Was mir in BF4 z.b. immer negativ aufgefallen ist, ist das wenn ein Spieler auf den äußeren Monitoren dargestellt wird und man ihn dann auf den Mittleren "schwenkt" die Entfernung plötzlich ganz anders ist.


----------



## Jarafi (23. Februar 2015)

Versuchs mal damit 

"Dadurch dass die drei Monitore höchstwahrscheinlich nicht gerade   nebeneinander gestellt sind, sondern die beiden äusseren im Verhältnis   zum mittleren in einem leichten Winkel stehen, solltet ihr noch die   Winkelkorrektur vom Catalyst-Controlcenter einsetzen. Somit vermeidet   ihr Verzerrungen im gesamten Bild."




			Dieser Inhalt steht nur eingeloggten Mitgliedern zur Verfügung.
        



Grüße


----------



## t670i (23. Februar 2015)

Okay, ich werde dann gleich nochmal versuchen alles neu einzustellen. Werde dann hier berichten wie es geklappt, ggf mal ein kleines Video von meinem Problem machen.


----------



## Kotor (23. Februar 2015)

Hi,

über die Verzerrung (die vorhanden ist) kann ich mich nicht beklagen. 
Mit einer R9 280X 3GB werden bei mir folgende Spiele gespielt: 

Grid Autosport
Assetto Corsa
Race07 + weitere
CS:S/GO
TF2
SC15  
Diablo 3
BF3/4 
Minecraft
DA:I 
uvm.    

Wenn unterstützt, natürlich mit Mantle !
Für die hungrigen Spiele heißt es - keine Ultra Settings sondern runter auf Hoch
Ich hab damit kein Problem, solange das Spiel gut ist.  
Grafik - und Feature - Hype ist nicht so meines , aber 3 Monitore 

grüße
kotor


----------



## Mitschael (23. Februar 2015)

Ich hab jetzt auch 3 Monitore an meiner Asus 7870 Top, leider gehen aber immer nur 2 Monitore gleichzeitig, weiß hier zufällig jemand warum?


----------



## Kotor (23. Februar 2015)

Mitschael schrieb:


> Ich hab jetzt auch 3 Monitore an meiner Asus 7870 Top, leider gehen aber immer nur 2 Monitore gleichzeitig, weiß hier zufällig jemand warum?
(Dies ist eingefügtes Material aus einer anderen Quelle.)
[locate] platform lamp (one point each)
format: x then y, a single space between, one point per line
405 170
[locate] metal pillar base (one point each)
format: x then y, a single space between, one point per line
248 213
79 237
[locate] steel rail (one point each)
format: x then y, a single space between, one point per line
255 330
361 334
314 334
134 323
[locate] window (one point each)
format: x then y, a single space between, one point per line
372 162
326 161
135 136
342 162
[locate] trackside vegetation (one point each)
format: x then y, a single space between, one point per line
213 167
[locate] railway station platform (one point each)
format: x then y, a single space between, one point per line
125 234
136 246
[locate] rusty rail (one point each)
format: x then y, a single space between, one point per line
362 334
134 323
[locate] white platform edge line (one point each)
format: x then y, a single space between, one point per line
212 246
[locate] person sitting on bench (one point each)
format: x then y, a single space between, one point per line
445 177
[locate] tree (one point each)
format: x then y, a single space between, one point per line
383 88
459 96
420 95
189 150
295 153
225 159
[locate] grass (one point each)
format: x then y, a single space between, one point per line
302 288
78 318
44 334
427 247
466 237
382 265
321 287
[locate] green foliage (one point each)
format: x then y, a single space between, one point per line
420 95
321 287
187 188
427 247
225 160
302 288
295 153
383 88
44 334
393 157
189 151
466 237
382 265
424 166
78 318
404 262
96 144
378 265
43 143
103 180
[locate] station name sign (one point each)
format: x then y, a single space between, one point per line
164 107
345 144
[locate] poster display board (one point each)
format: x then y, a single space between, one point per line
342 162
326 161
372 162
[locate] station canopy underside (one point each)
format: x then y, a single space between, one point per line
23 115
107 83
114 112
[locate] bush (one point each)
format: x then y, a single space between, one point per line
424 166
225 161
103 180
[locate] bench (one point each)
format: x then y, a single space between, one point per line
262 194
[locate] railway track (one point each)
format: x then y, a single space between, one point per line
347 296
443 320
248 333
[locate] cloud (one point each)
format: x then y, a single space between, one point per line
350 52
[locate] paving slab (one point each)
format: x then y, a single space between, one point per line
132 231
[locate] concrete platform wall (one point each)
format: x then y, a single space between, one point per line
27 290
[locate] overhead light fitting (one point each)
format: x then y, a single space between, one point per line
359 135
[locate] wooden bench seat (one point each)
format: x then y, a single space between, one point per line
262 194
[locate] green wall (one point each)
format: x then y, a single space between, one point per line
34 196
mind. 1 Monitor muss direkt mittels DisplayPortKabel oder mittels DisplayPortAdapter angeschlossen sein.


----------



## t670i (23. Februar 2015)

Jarafi schrieb:


> Versuchs mal damit
> 
> "Dadurch dass die drei Monitore höchstwahrscheinlich nicht gerade   nebeneinander gestellt sind, sondern die beiden äusseren im Verhältnis   zum mittleren in einem leichten Winkel stehen, solltet ihr noch die   Winkelkorrektur vom Catalyst-Controlcenter einsetzen. Somit vermeidet   ihr Verzerrungen im gesamten Bild."
> 
> ...



Entweder bin ich doof oder blind, aber ich finde diese Option nicht  Wo genau muss man die Suchen ?


----------



## Mitschael (23. Februar 2015)

Kotor schrieb:


> mind. 1 Monitor muss direkt mittels DisplayPortKabel oder mittels DisplayPortAdapter angeschlossen sein.



hab es so angeschlossen: ein mal dp, ein mal hdmi, ein mal vga per dvi adapter passiv


----------



## Jarafi (23. Februar 2015)

t670i schrieb:


> Entweder bin ich doof oder blind, aber ich finde diese Option nicht  Wo genau muss man die Suchen ?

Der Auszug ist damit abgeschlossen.